The World Poker Tour debuts March 30 at 7 p.m. on The Travel Channel with this marketing plan: "We're changing the whole image and perception of poker. We see it as a sport, not a bunch of guys in a smoky back room," according to Audrey Kania, the tour's senior vice president.

The effort includes 13 televised events this year with purses ranging from $250,000 to $3 million, live audiences and 16 cameras carrying the action.

The Travel Channel has paid the World Poker Tour a rights fee for the 13 events this year. Kania wouldn't disclose the fee but said it covers "a significant portion" of the tour's operating expenses. Profit, if it happens, will come from subsequent distribution overseas, which the World Poker Tour controls.

The Travel Channel is handling ad sales, and there are no tour sponsors this year, per agreement between the partners. Kania said it's not The Travel Channel's operating policy to have show sponsors. "We have a one-year deal with The Travel Channel," she said, "and in year two, depending on who we go with, we expect to incorporate sponsors."

After the Sunday night kickoff event, the two-hour, tape-delayed (and heavily edited for pace and drama) shows will air Wednesdays at 9 p.m. Contestants pay between $5,000 and $25,000 to enter the events, and winners take home around 35 percent of the purses, which would amount to more than $1 million for the season-ending World Poker Tour Championship at the Bellagio in Las Vegas.

To dispel the "smoky room" image, Kania said the contestants include computer geniuses, a Harvard-trained lawyer and a woman with a Ph.D. in cognitive psychology who is "a soccer mom by day and a high-stakes poker player by night."

The Travel Channel is spending $3 million initially to advertise the tour, with print ads, ad spots in sports and other heavily male programming via DirecTV and the Dish Network, and on video screens in theater lobbies around the country. Many events will take place at casinos, which will handle local promotion.

Kania said more money could be allocated to advertising, depending on results through the first few weeks of the season.

 THRESHOLD CLOSE TO SIGNING CYCLING SPONSORS: Threshold Sports, which manages the 5-year-old Pro Cycling Tour, is close to two more large sponsorships for the tour, with a bottled-water maker and with a resort that would become the site of another event.

The six-race tour has Wachovia as title sponsor for four events, including the USPRO Championship in Philadelphia in June. BMC Software is presenting sponsor of the San Francisco Grand Prix and the New York Cycling Championships. The Philadelphia event had more than 500,000 spectators last year and the San Francisco event only slightly fewer. The three major events were televised on local ABC affiliates — Clear Channel Entertainment Television will handle television production this year — and the races had strong ratings.

Threshold CEO David Chauner said a title sponsorship for one of the major-market races costs between $1 million and $1.5 million. Events cost between $1.5 million and $2 million to put on.

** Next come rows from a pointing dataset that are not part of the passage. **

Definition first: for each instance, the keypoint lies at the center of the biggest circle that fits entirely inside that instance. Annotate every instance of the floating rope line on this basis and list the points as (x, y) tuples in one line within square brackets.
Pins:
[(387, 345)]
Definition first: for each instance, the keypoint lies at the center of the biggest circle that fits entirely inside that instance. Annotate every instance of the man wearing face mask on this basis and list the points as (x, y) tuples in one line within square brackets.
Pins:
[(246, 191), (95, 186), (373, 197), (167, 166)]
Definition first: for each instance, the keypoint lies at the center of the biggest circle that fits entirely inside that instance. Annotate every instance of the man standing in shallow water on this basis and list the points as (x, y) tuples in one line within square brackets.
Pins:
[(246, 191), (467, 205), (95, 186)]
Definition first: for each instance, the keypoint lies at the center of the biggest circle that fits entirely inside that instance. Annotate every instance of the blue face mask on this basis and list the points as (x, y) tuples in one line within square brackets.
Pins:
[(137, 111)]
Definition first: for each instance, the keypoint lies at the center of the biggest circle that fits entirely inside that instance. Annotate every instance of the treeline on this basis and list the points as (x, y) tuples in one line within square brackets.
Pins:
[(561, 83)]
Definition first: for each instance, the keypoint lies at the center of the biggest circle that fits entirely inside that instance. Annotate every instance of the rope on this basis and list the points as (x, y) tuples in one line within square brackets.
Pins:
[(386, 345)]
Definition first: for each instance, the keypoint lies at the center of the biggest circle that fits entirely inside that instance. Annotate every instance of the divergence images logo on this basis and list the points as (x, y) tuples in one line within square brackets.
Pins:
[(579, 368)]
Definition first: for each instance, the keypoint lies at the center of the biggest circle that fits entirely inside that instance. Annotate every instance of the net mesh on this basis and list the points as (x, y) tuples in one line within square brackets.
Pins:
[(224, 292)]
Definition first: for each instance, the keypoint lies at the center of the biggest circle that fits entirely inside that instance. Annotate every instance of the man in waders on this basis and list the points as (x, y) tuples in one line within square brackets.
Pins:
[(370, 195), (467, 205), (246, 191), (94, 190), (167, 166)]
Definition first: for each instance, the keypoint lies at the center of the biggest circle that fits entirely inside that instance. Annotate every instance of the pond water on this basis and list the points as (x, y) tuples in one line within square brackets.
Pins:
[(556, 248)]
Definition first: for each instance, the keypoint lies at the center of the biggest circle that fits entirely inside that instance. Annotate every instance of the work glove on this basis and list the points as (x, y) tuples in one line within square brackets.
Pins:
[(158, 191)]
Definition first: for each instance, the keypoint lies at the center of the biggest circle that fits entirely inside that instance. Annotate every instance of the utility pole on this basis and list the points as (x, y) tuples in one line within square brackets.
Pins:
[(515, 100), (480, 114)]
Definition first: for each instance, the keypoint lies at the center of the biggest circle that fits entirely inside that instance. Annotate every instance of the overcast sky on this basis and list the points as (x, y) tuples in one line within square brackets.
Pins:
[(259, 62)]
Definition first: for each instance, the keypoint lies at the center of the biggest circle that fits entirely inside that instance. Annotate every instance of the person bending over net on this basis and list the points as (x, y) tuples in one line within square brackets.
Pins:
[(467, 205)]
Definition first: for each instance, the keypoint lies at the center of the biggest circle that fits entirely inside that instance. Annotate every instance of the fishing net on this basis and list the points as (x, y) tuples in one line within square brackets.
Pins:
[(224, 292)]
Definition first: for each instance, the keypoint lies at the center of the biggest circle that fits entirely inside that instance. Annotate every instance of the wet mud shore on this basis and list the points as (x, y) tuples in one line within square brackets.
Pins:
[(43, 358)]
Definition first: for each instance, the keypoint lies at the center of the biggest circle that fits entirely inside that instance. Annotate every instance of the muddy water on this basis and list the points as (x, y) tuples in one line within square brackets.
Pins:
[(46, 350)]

HOOPS HOF ADDS PARTNERS: The Naismith Memorial Basketball Hall of Fame in Springfield, Mass., has added several marketing partners in the last few months, including the Dodge Dealers of New England, which signed a multiyear deal valued in the mid-six figures. In all, the hall's seven sponsors have deals worth more than $1 million, with cash accounting for more than half of that, according to Steve Sullivan, director of marketing partnerships.

The deals range from three to seven years in length. In addition to the Dodge Dealers, Spalding Sports Worldwide and Huffy Sports are the official ball and backboard, respectively, and MBNA America is the official affinity credit card.

Aacer Flooring, maintenance products maker Hillyard Industries and Non Violent Toys are also sponsors.